3.Het tweede cassatiemiddel

3.1
Het tweede middel klaagt terecht dat de redelijke termijn voor de inzending van de stukken naar de Hoge Raad is overschreden. Namens de verdachte is op 16 mei 2023 cassatieberoep ingesteld. De stukken zijn op 29 mei 2024 ontvangen op de griffie van de Hoge Raad. Dit brengt mee dat de inzendtermijn van acht maanden is overschreden. Gelet op de door het hof opgelegde straffen (een geldboete van € 750 en een voorwaardelijke gevangenisstraf van 2 weken) kan worden volstaan de constatering dat de redelijke termijn als bedoeld in art. 6 lid 1 EVRM is overschreden. [2]
3.2
Het middel slaagt, maar leidt niet tot cassatie.

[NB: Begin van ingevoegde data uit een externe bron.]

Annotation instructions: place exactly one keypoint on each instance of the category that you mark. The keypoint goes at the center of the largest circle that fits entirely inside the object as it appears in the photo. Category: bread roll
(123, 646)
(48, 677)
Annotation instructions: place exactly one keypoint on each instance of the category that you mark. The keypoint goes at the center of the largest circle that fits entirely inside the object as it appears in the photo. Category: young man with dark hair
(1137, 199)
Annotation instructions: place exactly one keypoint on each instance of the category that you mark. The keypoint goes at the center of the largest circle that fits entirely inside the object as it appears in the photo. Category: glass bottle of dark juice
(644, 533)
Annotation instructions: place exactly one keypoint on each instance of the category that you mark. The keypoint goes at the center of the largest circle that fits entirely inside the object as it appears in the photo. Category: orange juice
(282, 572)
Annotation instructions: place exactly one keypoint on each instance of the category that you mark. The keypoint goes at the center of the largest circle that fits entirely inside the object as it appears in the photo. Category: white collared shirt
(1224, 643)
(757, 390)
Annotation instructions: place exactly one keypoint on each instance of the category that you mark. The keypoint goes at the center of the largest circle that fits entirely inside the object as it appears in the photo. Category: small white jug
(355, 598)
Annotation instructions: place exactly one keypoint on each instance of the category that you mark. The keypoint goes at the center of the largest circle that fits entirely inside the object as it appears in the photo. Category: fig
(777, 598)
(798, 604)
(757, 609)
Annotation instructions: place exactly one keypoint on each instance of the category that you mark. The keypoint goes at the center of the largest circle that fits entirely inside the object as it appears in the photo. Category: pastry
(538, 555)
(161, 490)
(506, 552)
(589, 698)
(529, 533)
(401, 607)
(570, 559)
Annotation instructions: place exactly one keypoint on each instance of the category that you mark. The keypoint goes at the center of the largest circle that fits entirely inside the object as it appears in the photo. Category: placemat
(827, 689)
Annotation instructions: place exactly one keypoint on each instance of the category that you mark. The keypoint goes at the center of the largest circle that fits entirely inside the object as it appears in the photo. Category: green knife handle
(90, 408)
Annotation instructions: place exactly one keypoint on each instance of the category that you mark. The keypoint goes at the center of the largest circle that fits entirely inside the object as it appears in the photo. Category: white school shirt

4.Ambtshalve opmerking over de redelijke termijn

Ambtshalve wijs ik op de redelijke termijn in cassatie. Het cassatieberoep is als gezegd ingesteld op 16 mei 2023. Dit betekent dat de redelijke termijn voor de berechting zoals bedoeld in art. 6 lid 1 EVRM reeds is overschreden en dus ook overschreden zal zijn op het moment dat de Hoge Raad uitspraak doet. Ook op dit punt kan echter, gelet op de hoogte van de door het hof opgelegde straffen, worden volstaan met de vaststelling dat inbreuk is gemaakt op art. 6 lid 1 EVRM.

5.Slotsom

5.1
Het eerste middel faalt. Het tweede middel slaagt, maar leidt niet tot cassatie. Nu de verdachte in eerste aanleg door de rechtbank is vrijgesproken voor een feit waarin in hoger beroep een veroordeling is gevolgd, ligt afdoening van de middelen met de aan art. 81 lid 1 RO ontleende motivering niet in de rede. [3]
5.2
Ambtshalve heb ik geen gronden aangetroffen die tot vernietiging van de bestreden uitspraak aanleiding behoren te geven.
5.3
Deze conclusie strekt tot verwerping van het beroep.
De Procureur-Generaal
bij de Hoge Raad der Nederlanden
AG

Voetnoten

1.Vgl. HR 13 juli 2010, ECLI:NL:HR:2010:BM2452, NJ 2010/515 m.nt. M.J. Borgers.
2.Vgl. HR 17 juni 2008, ECLI:NL:HR:2008:BD2578, NJ 2008/358, m.nt. P.A.M. Mevis.